On Tuesday in Pennsylvania, a state commonwealth court judge ruled the voter identification requirement will not be in place for the upcoming November election.
Judge Robert Simpson issued an injunction against provisions of the law that would keep people from voting if they don't have a valid photo ID. Those voters will not be required to follow an alternative procedure in which they would vote by a provisional ballot, and then prove their identity to county election officials within six days of the election. Instead, they will vote the same way as others with ID.
The judge said the Pennsylvania voter ID law could disenfranchise some voters -- and argued that even with five weeks until the election, some people would not have time to get photos IDs in order to vote.
Voters can still be asked for a photo ID at the polls, but can't be turned away for not having one.
The legal challenge will continue after the election.
Supporters of the voter ID law said it's necessary to prevent voter fraud, and a key state House Republican lawmaker predicted it would be critical to helping presidential candidate Mitt Romney win Pennsylvania. Opponents said it would result in qualified voters being unable to cast ballots that are counted.
If the voter ID amendment passes in Minnesota on Nov. 6, it too will likely face legal challenges here -- some seeking to strike it down entirely.
However, voter ID advocate Dan McGrath told FOX 9 News he believes the legal challenges which have delayed similar initiatives in states like Wisconsin, Texas and Pennsylvania will not be relevant here since the vote would change the Constitution instead of a law.
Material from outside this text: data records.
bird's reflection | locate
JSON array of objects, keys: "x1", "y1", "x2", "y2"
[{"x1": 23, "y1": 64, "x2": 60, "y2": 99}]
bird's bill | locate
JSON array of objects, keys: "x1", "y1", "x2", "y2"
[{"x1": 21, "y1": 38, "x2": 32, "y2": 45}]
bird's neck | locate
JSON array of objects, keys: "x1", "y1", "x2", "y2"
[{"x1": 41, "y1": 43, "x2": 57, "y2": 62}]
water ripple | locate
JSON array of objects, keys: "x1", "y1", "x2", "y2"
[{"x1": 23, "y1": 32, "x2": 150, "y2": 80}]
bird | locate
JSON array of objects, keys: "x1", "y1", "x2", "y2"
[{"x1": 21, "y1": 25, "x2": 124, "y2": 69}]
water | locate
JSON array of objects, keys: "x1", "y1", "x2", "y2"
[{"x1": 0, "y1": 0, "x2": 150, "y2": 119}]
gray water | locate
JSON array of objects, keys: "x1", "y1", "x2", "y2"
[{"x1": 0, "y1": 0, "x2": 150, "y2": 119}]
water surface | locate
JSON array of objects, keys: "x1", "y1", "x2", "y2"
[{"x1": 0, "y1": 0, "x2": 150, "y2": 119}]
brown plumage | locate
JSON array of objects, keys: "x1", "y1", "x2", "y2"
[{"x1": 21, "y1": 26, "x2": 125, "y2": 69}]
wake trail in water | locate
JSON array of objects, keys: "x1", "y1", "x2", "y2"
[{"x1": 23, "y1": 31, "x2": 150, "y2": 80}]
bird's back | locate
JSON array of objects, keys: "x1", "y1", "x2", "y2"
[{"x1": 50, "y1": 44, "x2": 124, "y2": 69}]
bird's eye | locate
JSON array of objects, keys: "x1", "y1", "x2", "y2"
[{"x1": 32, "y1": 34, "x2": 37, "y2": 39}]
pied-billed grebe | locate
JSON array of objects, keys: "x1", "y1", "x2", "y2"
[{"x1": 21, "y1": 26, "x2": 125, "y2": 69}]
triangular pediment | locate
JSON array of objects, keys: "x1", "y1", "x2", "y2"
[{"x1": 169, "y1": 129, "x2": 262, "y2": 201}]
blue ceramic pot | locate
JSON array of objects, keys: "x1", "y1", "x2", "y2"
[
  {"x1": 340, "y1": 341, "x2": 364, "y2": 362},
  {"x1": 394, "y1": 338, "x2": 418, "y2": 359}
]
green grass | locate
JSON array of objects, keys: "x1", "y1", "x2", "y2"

"I believe -- if the legislation is as clean as I expect -- the challenges won't hold up in court," he said.
Yet, Hamline University's elections law professor, David Schultz, isn't so sure. Though he thinks the amendment will pass, he said he would not be surprised if a federal judge decided to take action.
"I can just see a whole host of legal challenges under the federal Constitution that may stall voter Id from going into effect for a long time, potentially forever," he said.
If the amendment passes, the Legislature will need to work out the language of the bill and the exact implementation, which is sure to be a battle.
Currently, 30 states have some form of voter ID system in place. If enacted, Minnesota's would likely be one of the more strict photo ID laws in the nation.